X = sample_data[['age']]
y = sample_data['education']
X_train, X_test, y_train, y_test = train_test_split(X, y, test_size=10000, random_state=0)
print(len(y_train), len(y_test))
model = LinearRegression().fit(X_train, y_train, sample_weight=sample_data.loc[X_train.index, 'weights'])
mean_squared_error(y_test, model.predict(X_test), sample_weight=sample_data.loc[X_test.index, 'weights'])
19845 10000
[12]:
32.25887465682426
[13]:
# Real world performance is much better when
# the sample data accurately represents it!

X_real_world = not_sampled[['age']]
y_real_world = not_sampled['education']
mean_squared_error(y_real_world, model.predict(X_real_world))
[13]:
32.61086998013287

ROC AUC

It’s less clear how to computed a weighted ROC AUC, but noting that ROC AUC is the probability that a randomly sampled positive would be ranked higher than a randomly sampled negative allows us to derive one readily using our weights. mvtk.metrics.rank_auc has an optional weights parameter that suffices for this use case.

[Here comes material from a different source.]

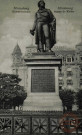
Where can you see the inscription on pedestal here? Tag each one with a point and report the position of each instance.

Let’s say we need to compute the probability someone has at least 12 years of education (such as a high school graduate).

[14]:
from sklearn.neural_network import MLPClassifier
from sklearn.model_selection import train_test_split
from sklearn.metrics import roc_auc_score

X = sample_data[['age']]
y = sample_data['education'] >= 12
X_train, X_test, y_train, y_test = train_test_split(X, y, test_size=10000, random_state=0)
print(len(y_train), len(y_test))
model = MLPClassifier(hidden_layer_sizes=tuple()).fit(X_train, y_train)
roc_auc_score(y_test,
              model.predict_proba(X_test)[:, 1])
19845 10000
[14]:
0.7371047314285715
[15]:
X_real_world = not_sampled[['age']]
y_real_world = not_sampled['education'] >= 12
roc_auc_score(y_real_world,
              model.predict_proba(X_real_world)[:, 1])
[15]:
0.8783547677682078
[16]:
from mvtk.metrics import rank_auc

rank_auc(y_test.values,
         model.predict_proba(X_test)[:, 1],
         weights=sample_data.loc[X_test.index, 'weights'].values)
WARNING:absl:No GPU/TPU found, falling back to CPU. (Set TF_CPP_MIN_LOG_LEVEL=0 and rerun for more info.)
[16]:
0.8825363120446511

Acknowledgements

Thanks Mohammad Safarzadeh for reviewing many iterations of this derivation and example usage until they were rigorous and clear.